# Do you want to save money on accommodation and dining when traveling?



## AccorPlusAus (Jul 29, 2019)

Do you travel Local, Interstate or Overseas?

Do you love dining out?

Accor Plus is perfect for you even if you dont do any of the above you will want to start now.

With an ACCOR MEMBERSHIP you will receive these amazing discounts all year round for 12 months. Remember this membership can be used in the WHOLE ASIA PACIFIC, that 18 countries, over 800 Hotels and Resorts and over 1,100 Restaurants. From deluxe 5 star Hotels to family friendly budget Hotels.

Now for the massive perks of this membership.

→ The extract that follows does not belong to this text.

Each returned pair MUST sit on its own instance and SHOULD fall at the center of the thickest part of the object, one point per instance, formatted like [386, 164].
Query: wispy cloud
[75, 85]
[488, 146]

* 1 FREE NIGHT in any of our Hotels whenever you want. Use this for a birthday or special anniversary or even just to spoil yourself, use this in one of our 4 or 5 star Hotels or Resorts and you would have already recouped your initial investment.

* This membership can be used in any of our Restaurants any time breakfast, lunch and dinner.

25% off the total bill when dining alone

50% off the total bill when dining with 1 other person

33% off the total bill when dining with 2 other people + the member eats free

25% off the total bill when dining with 3 other people + member eats for free

* 10% - 50% off room prices every second of every day if you find one of our Hotel or Resort rooms at a cheaper rate online you will stay the first night of your booking for FREE.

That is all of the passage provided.